Even before God creates people, he speaks in the plural, “Let us make humankind in our image” (Gen. 1:26; emphasis added). While scholars differ on whether “us” refers to a divine assembly of angelic beings or to a unique plurality-in-unity of God, either view implies that God is inherently relational. It is difficult to be sure exactly what the ancient Israelites would have understood the plural to mean here. For our purposes it seems best to follow the traditional Christian interpretation that it refers to the Trinity. In any case, we know from the New Testament that God is indeed in relationship with himself—and with his creation—in a Trinity of love. In John's Gospel we learn that the Son—“the Word [who] became flesh” (John 1:14)—is present and active in creation from the beginning.
In the beginning was the Word, and the Word was with God and the Word was God. He was in the beginning with God. All things came into being through him, and without him not one thing came into being. What has come into being in him was life, and the life was the light of all people. (John 1:1-4)

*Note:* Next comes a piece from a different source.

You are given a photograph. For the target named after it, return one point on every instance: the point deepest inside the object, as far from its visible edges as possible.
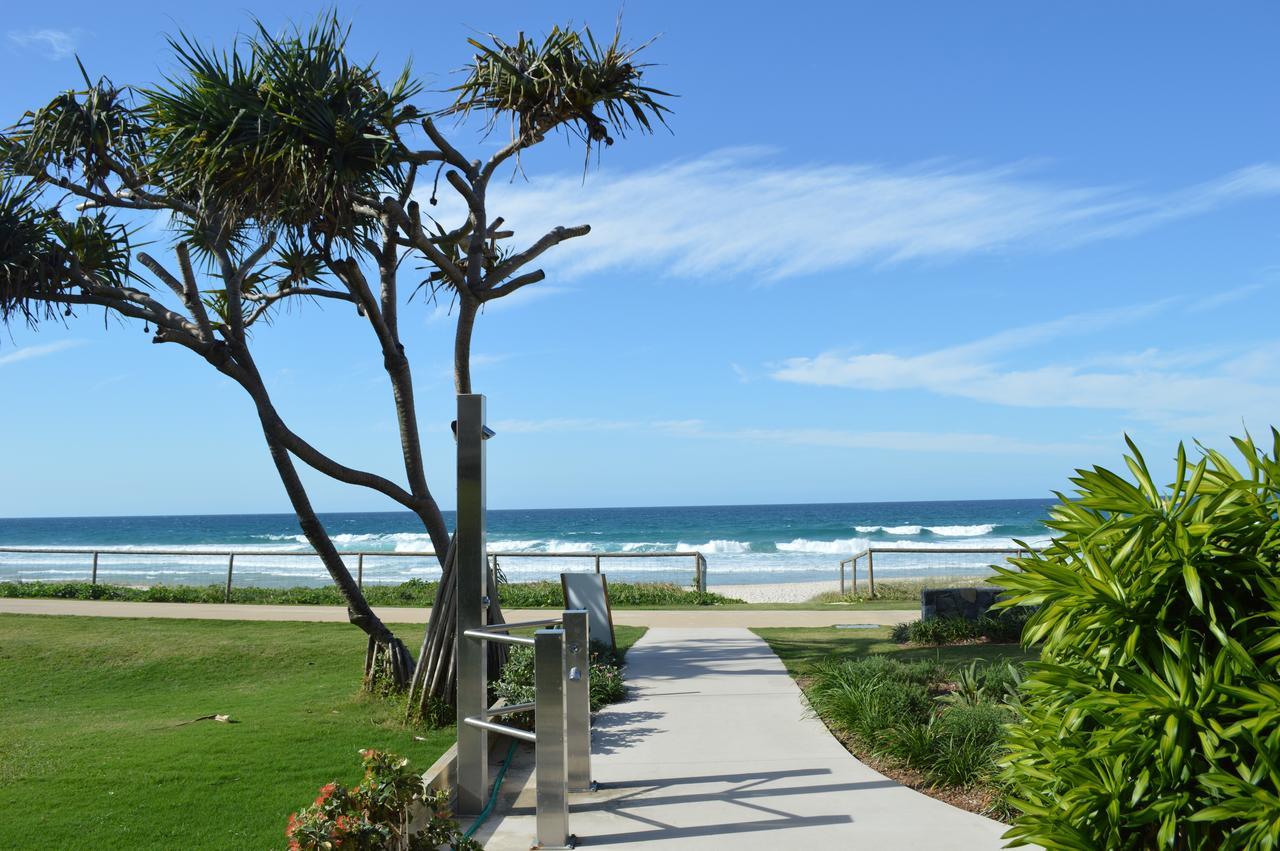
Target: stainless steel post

Thus Christians acknowledge our Trinitarian God, the unique Three-Persons-in-One-Being, God the Father, God the Son, and God the Holy Spirit, all personally active in creation.

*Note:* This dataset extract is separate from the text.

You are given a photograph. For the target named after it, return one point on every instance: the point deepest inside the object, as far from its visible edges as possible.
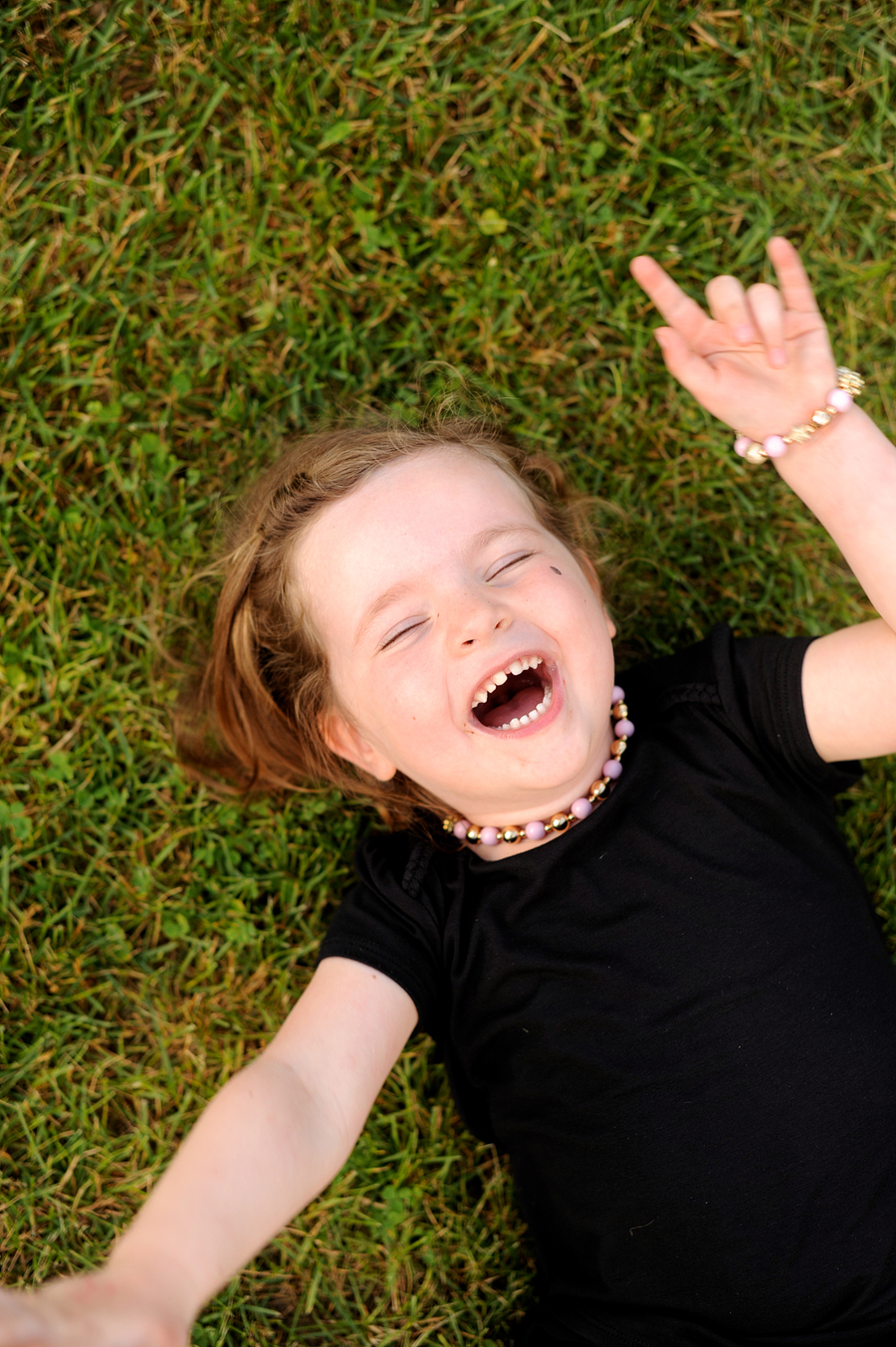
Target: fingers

Bruce Waltke, Genesis: A Commentary, (Grand Rapids: Zondervan, 2001), 64-5.
At the end of six days, God’s creation of the world is finished. This doesn’t mean that God ceases working, for as Jesus said, “My Father is still working, and I also am working” (John 5:17). Nor does it mean that the creation is complete, for, as we will see, God leaves plenty of work for people to do to bring the creation further along. But chaos had been turned into an inhabitable environment, now supporting plants, fish, birds, animals, and human beings.
God saw everything that he had made, and indeed, it was very good. And there was evening and there was morning, the sixth day. Thus the heavens and the earth were finished, and all their multitude. And on the seventh day God finished the work that he had done, and he rested on the seventh day from all the work that he had done. (Gen. 1:31-2:2; emphasis added)
God crowns his six days of work with a day of rest. While creating humanity was the climax of God's creative work, resting on the seventh day was the climax of God's creative week. Why does God rest? The majesty of God’s creation by word alone in chapter 1 makes it clear that God is not tired. He doesn’t need to rest. But he chooses to limit his creation in time as well as in space. The universe is not infinite. It has a beginning, attested by Genesis, which science has learned how to observe in light of the big bang theory. Whether it has an end in time is not unambiguously clear, in either the Bible or science, but God gives time a limit within the world as we know it. As long as time is running, God blesses six days for work and one for rest. This is a limit that God himself observes, and it later becomes his command to people, as well (Exod. 20:8-11).